No entanto, o diretor não se contenta em manipular sensações. Ele pretende igualmente manipular sentimentos, ou seja, nossa relação afetiva com os personagens e ações. Entram em cena os elementos que se tornariam obsessões de Spielberg nos projetos seguintes, a exemplo da pureza das crianças e a união familiar como elemento estruturador da sociedade. Estas opções sempre despertaram críticas ao cineasta, acusado de transformar o popular em popularesco. No caso desta ficção científica, um garotinho fica parado no meio de uma autoestrada, apenas para ser salvo segundos antes do atropelamento. O roteiro ainda ameaça matar a criança duas ou três vezes.

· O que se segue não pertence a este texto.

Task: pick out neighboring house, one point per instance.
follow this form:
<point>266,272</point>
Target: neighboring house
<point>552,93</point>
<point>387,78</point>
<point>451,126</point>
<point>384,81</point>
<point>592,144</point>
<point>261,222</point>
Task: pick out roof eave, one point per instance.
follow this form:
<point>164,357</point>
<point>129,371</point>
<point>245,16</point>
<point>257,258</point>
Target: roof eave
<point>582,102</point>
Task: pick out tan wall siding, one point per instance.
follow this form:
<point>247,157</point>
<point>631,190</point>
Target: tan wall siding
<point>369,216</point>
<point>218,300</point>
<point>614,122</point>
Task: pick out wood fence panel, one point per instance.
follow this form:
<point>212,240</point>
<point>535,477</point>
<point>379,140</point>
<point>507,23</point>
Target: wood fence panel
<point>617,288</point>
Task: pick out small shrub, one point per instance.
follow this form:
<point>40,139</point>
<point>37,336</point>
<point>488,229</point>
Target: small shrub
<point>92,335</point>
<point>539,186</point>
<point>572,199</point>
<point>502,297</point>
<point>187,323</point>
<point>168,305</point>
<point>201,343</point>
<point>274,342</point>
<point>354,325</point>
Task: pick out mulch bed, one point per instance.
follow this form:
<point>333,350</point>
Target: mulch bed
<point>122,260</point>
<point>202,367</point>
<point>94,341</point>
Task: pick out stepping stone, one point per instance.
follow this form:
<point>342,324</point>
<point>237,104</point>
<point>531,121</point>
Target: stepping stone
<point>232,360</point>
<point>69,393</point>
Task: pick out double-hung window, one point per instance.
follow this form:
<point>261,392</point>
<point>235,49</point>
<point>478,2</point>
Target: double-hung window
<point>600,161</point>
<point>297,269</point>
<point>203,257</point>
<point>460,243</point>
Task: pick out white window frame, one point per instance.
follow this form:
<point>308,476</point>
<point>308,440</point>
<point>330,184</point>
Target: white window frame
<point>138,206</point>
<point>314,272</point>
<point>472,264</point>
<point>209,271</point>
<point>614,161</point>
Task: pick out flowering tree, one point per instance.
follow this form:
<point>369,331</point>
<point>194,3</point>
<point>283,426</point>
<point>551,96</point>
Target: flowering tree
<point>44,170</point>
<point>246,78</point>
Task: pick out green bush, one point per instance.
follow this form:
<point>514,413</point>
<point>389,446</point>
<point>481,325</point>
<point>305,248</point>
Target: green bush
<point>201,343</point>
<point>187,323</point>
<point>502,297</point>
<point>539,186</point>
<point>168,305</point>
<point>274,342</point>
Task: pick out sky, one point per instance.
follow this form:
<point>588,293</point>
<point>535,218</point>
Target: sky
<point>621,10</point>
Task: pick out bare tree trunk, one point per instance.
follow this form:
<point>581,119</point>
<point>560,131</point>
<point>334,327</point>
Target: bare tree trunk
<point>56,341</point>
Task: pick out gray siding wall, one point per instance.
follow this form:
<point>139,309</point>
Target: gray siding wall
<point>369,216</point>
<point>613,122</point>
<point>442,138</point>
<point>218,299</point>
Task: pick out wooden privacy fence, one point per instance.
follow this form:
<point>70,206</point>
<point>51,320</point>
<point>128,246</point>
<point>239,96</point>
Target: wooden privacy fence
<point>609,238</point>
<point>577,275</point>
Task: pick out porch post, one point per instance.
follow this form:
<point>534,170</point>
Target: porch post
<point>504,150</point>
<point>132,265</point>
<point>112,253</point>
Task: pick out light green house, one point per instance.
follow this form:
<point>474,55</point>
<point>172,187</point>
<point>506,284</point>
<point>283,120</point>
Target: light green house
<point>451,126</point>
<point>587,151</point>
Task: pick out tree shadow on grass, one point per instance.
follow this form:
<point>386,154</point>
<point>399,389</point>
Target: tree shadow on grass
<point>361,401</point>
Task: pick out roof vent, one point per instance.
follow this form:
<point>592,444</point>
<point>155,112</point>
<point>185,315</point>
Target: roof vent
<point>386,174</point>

No outro núcleo da trama, um pai se torna cada vez mais obcecado por um formato cônico – que se trata obviamente de uma montanha, embora ele ainda não tenha percebido isso – a ponto de colocar a saúde da esposa e dos filhos em risco. A cena da crise emocional dentro da banheira, mesmo atenuada pelo humor absurdo, é típica da exploração afetiva que beira a chantagem emocional. Ela funciona como veículo de comunicação, mas apela tanto para os sentimentos que impede qualquer forma de reflexão.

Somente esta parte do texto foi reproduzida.